20 Maggio 2025

Dalla valutazione del rischio alla risposta del revisore: l’attuazione concreta del Risk-Based Approach

di Costantino MagroPierluigi Magro
Scarica in PDF

Nel processo di revisione contabile, la sola valutazione del rischio non basta. La vera efficacia dell’approccio basato sul rischio si realizza nel momento in cui il revisore traduce tale valutazione in azioni concrete, mirate e proporzionate ai rischi individuati. Questo passaggio cruciale – disciplinato dal principio ISA 330 – rappresenta il naturale sviluppo del percorso tracciato dall’ISA 300 (pianificazione della revisione) e dall’ISA 315 (identificazione e valutazione dei rischi di errori significativi) (si veda “Pianificazione della revisione legale: dalla strategia generale al risk-based approach“).

L’obiettivo ultimo della revisione, secondo il quadro normativo di riferimento, è duplice: acquisire una ragionevole sicurezza che il bilancio d’esercizio, nel suo complesso, non contenga errori significativi, siano essi dovuti a frodi o a comportamenti non intenzionali; emettere una relazione che rifletta in modo fedele l’attività svolta e i risultati raggiunti.

Il concetto di ragionevole sicurezza implica un livello elevato, ma non assoluto, di affidabilità. Per ottenerlo, il revisore deve raccogliere elementi probativi sufficienti e appropriati, che costituiscono la base solida e documentata per formulare il proprio giudizio professionale, così come rappresentato nell’ISA 500.
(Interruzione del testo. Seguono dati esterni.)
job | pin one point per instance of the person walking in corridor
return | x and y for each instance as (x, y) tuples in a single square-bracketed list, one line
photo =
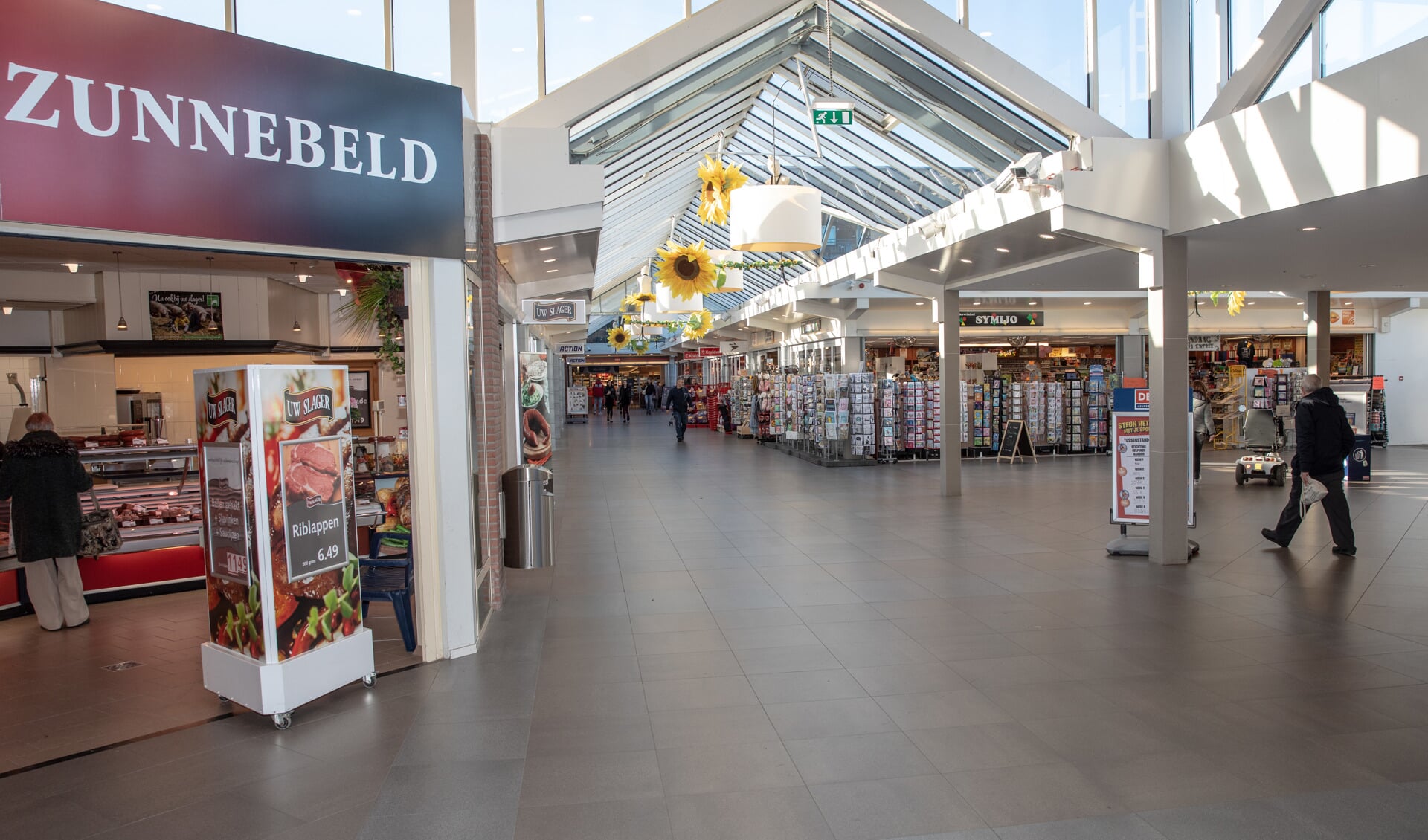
[(1322, 439), (43, 474), (680, 407)]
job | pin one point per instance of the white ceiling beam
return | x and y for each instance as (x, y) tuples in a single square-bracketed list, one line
[(686, 42), (1277, 40), (997, 70)]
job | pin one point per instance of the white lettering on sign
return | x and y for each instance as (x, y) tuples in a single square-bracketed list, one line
[(163, 117)]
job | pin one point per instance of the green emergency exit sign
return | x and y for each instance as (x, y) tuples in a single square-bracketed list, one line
[(832, 113)]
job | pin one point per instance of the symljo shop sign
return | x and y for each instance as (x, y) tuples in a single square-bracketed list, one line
[(565, 311), (123, 120), (1003, 320)]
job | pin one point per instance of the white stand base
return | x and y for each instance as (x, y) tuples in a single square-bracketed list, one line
[(282, 686)]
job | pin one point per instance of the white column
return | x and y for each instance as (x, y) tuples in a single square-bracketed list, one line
[(1162, 276), (439, 420), (1317, 327), (950, 340)]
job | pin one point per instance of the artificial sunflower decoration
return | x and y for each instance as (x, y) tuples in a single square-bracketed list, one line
[(698, 324), (619, 337), (687, 270), (718, 181)]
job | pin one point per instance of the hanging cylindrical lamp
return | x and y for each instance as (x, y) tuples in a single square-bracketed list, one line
[(733, 277)]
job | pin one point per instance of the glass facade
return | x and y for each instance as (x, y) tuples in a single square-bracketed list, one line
[(355, 30), (1206, 66), (1297, 71), (1247, 19), (1357, 30), (422, 39), (506, 59), (582, 36), (203, 12), (1122, 66), (1047, 36)]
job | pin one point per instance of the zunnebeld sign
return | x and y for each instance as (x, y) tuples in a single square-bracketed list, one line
[(125, 120)]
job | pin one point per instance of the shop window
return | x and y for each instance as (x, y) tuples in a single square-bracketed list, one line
[(1123, 93), (1357, 30), (203, 12), (1206, 48), (353, 30), (1297, 71), (1247, 19), (583, 35), (506, 57), (1047, 36), (422, 39)]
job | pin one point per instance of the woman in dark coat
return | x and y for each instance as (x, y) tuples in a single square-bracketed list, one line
[(43, 475)]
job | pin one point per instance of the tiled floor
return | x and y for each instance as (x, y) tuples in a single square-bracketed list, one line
[(57, 698), (739, 645)]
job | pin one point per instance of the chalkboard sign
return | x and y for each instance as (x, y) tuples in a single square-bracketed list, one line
[(1016, 442)]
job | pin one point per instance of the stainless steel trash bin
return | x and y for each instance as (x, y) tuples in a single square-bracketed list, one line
[(530, 517)]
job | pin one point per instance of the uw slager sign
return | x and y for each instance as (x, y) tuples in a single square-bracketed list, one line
[(125, 120)]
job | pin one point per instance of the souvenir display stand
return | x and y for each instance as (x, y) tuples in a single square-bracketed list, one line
[(280, 549)]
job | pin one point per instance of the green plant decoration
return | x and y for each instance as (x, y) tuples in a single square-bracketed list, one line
[(375, 304)]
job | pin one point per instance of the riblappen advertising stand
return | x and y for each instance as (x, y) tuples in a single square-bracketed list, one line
[(285, 607)]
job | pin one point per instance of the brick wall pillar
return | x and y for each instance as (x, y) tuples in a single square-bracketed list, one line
[(489, 414)]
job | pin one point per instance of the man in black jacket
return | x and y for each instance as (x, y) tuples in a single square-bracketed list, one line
[(1322, 439), (680, 405)]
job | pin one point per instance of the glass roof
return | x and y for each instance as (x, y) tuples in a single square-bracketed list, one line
[(924, 133)]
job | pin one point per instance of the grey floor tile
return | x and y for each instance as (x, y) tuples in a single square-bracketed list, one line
[(590, 778), (829, 717), (857, 757), (724, 725), (627, 819), (894, 807), (727, 768), (785, 813), (982, 746), (1035, 793)]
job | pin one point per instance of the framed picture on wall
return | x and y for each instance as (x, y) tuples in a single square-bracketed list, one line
[(358, 398)]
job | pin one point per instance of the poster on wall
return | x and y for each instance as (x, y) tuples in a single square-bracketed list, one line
[(535, 407), (358, 387), (186, 315), (234, 595), (310, 505)]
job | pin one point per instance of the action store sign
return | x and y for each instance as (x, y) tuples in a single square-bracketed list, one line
[(123, 120)]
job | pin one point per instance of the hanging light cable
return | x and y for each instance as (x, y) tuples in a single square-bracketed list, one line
[(119, 277)]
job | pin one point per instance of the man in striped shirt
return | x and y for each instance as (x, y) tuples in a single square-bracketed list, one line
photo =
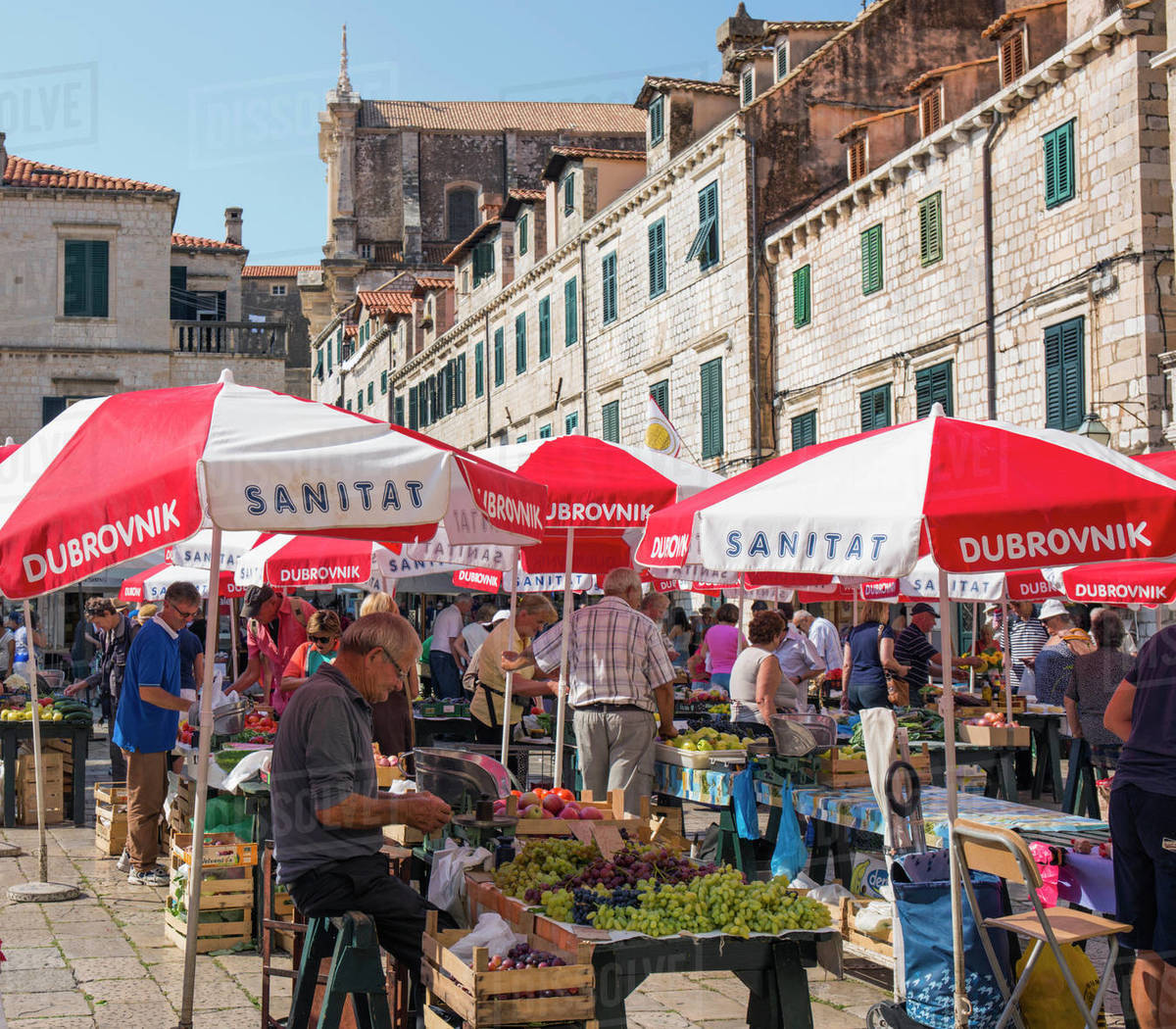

È in questa fase – quella della risposta ai rischi identificati – che si misura la qualità dell’intervento del revisore: la sua capacità di reagire in modo tempestivo, proporzionato e documentato ai fattori di rischio rilevati, indirizzando le procedure verso le aree di maggiore esposizione e rafforzando la credibilità del processo di revisione.

 

Coerenza tra valutazione del rischio e risposta del revisore

Uno degli aspetti essenziali del principio ISA 330 è la necessità di assicurare coerenza logica e operativa tra la valutazione dei rischi effettuata (ISA 315) e le risposte predisposte dal revisore. Tale coerenza non è soltanto un criterio metodologico: è una condizione imprescindibile per garantire l’affidabilità del giudizio finale e la robustezza degli elementi probativi raccolti. Invero, dopo aver identificato e valutato i rischi di errori significativi – sia a livello di bilancio sia a livello delle singole asserzioni – il revisore è chiamato a definire risposte specifiche che riflettano la gravità del rischio. Questa risposta non può essere generica o scollegata: deve rappresentare una traiettoria diretta e verificabile che colleghi il rischio individuato all’attività svolta. In tal senso, quando viene identificato un rischio significativo – ad esempio nell’area dei ricavi – non è metodologicamente corretto limitarsi all’applicazione di test standardizzati. Una risposta coerente e proporzionata richiede l’adozione di procedure sostanziali estese, l’esecuzione di verifiche documentali puntuali, l’analisi delle condizioni contrattuali, nonché il confronto con fonti esterne indipendenti, come ordini di vendita, documenti di trasporto o conferme bancarie.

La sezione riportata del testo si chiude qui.